There was a time when I could confidently answer, “Yes, she does.” People always seemed so relieved to hear that. “Oh, that’s good!”
While it was good that my mom still knew who I was, I wanted to add, “Yeah, but she gets lost in her own house.” Or, “True, but she can’t remember how to put on a shirt.”
As the years went by, that question became harder for me to answer. There were days my mom would look right at me and not know who I was. Or, she would look at a picture of me and not be able to tell me who was in the picture. But, there were also days when she knew exactly who I was.
I would tell people that sometimes she remembered me and sometimes she didn’t. Still, people seemed so relieved to hear that she had not totally forgotten who I was.
While it was good that my mom remembered me at times, I wanted to add, “Yeah, but she can’t use the bathroom by herself.” Or, “True, but she has no idea how to get into a car.”
As even more time went by, I had no choice but to tell people that no, my mom did not know who I was. They responded with sympathy and sorrow, many times with actual tears. It broke their hearts to hear this and it broke mine to know there were far worse things than my mom not knowing who I was.

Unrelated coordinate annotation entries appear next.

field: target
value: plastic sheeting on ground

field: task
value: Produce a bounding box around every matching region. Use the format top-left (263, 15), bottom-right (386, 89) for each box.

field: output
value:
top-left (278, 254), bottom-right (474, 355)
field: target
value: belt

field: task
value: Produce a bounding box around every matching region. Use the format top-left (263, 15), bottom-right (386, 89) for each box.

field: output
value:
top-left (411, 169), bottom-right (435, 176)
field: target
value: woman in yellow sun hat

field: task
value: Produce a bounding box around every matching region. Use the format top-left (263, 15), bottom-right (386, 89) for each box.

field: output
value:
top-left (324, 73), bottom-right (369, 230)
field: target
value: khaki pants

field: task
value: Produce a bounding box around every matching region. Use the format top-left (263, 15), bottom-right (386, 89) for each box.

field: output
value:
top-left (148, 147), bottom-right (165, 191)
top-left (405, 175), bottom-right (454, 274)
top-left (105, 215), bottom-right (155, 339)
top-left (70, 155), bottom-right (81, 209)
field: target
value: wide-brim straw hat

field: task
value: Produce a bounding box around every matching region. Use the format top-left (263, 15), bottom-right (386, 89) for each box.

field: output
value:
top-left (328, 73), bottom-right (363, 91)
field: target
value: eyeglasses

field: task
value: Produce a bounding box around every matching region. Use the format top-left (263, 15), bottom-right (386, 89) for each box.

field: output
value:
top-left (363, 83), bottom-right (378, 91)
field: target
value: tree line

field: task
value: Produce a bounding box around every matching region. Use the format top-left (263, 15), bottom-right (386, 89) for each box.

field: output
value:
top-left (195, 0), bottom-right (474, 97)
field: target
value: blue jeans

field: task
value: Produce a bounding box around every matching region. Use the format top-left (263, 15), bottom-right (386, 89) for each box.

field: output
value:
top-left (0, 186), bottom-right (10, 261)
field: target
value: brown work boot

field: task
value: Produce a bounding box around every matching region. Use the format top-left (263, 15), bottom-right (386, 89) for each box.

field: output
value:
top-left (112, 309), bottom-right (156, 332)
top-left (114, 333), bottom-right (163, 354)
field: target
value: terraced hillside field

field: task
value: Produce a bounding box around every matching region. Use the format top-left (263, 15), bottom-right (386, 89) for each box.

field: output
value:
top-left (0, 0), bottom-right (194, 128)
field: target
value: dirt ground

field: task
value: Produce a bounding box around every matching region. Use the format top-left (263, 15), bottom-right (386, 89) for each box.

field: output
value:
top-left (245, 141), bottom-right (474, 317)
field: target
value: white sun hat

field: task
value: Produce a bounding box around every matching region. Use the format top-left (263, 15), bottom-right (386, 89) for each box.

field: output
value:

While it was sad that my mom didn’t know who I was, I wanted to add, “Yeah, but she can no longer do anything for herself.“ Or, “True, but she can no longer walk or talk and she just sits in a wheelchair with her eyes closed most of the time.”
There were far worse things about this disease than my mom not knowing who I was. She didn’t even know who she was anymore.

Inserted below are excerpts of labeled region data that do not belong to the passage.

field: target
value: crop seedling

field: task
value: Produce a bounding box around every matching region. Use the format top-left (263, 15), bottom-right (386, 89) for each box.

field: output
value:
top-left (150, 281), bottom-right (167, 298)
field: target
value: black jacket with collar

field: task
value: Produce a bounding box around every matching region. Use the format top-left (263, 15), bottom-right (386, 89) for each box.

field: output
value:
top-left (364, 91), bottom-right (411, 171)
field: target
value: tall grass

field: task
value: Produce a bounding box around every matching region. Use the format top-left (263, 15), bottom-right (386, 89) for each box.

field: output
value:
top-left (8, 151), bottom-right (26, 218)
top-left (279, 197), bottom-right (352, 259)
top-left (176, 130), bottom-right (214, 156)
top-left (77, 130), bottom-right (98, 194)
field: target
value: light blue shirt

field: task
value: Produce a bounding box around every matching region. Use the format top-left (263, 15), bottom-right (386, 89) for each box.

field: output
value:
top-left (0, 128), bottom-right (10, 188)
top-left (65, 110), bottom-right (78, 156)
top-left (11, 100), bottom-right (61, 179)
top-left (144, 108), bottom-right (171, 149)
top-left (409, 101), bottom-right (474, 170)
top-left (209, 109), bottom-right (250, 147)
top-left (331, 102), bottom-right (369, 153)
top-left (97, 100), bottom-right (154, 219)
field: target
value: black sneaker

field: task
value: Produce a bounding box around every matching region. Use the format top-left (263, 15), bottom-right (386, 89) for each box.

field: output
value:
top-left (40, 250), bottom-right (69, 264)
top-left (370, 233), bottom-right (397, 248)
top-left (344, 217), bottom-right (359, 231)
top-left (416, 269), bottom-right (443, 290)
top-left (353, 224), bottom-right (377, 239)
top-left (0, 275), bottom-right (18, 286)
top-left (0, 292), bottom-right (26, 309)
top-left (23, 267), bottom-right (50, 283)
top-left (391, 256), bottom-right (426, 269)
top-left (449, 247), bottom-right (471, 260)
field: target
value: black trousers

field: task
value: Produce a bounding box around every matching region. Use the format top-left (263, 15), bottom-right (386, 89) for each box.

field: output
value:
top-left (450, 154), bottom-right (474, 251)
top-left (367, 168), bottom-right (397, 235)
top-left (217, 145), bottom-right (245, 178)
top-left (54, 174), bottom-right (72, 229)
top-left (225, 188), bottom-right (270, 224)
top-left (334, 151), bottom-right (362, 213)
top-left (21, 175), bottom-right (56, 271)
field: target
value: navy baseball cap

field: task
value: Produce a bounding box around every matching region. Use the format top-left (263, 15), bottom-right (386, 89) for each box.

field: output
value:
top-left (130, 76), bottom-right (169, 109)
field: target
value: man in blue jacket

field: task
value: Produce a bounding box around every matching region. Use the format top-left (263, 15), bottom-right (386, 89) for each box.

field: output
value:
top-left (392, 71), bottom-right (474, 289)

In the end, she was basically just sitting around, waiting to die. Sounds extremely harsh, but it is extremely harsh. This disease is extremely harsh.
If I had one wish for one thing my mom could have had back, it wouldn’t have been for her to remember who I was. That would have been the last thing I’d wish for. She deserved so much more.

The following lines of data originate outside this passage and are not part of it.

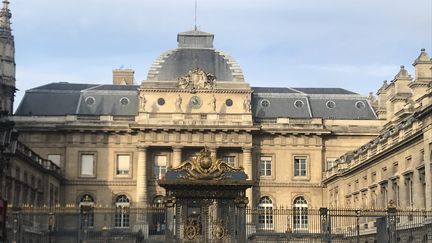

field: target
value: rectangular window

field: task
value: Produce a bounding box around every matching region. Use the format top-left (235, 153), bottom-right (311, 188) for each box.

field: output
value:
top-left (327, 159), bottom-right (335, 170)
top-left (260, 157), bottom-right (272, 176)
top-left (154, 155), bottom-right (167, 179)
top-left (47, 154), bottom-right (60, 167)
top-left (116, 154), bottom-right (130, 176)
top-left (80, 154), bottom-right (95, 176)
top-left (294, 157), bottom-right (307, 176)
top-left (222, 156), bottom-right (236, 167)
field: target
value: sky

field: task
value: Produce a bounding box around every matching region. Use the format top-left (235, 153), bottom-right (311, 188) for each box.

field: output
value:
top-left (10, 0), bottom-right (432, 110)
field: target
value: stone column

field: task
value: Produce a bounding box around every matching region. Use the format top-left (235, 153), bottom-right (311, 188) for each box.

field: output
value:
top-left (136, 146), bottom-right (147, 207)
top-left (412, 170), bottom-right (426, 208)
top-left (172, 146), bottom-right (183, 167)
top-left (134, 145), bottom-right (149, 238)
top-left (423, 138), bottom-right (432, 210)
top-left (243, 148), bottom-right (254, 207)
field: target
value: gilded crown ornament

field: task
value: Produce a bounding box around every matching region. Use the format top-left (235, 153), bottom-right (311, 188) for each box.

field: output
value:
top-left (177, 68), bottom-right (216, 90)
top-left (172, 148), bottom-right (242, 180)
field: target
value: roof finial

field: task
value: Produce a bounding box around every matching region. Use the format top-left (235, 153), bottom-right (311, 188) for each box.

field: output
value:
top-left (194, 0), bottom-right (198, 30)
top-left (0, 0), bottom-right (12, 30)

Later on when people would ask me if my mom knew who I was, I had a different answer. One that took me many years to learn.
I told them, “No, my mom doesn’t know who I am, but she knows me. She knows my heart and my soul and my love for her. She knows my voice and my presence. She doesn’t know I’m her daughter, Lauren, but she knows that she knows me. She knows I love her and she loves me. She knows she’s safe with me. She knows me on another level. Our bond is unbreakable and undeniable. What we have is so much more important than her knowing my name.”
There are far worse things about Alzheimer’s than my mom not knowing who I was, but there are also far better things.
She knew me.
In a way that no one else ever will.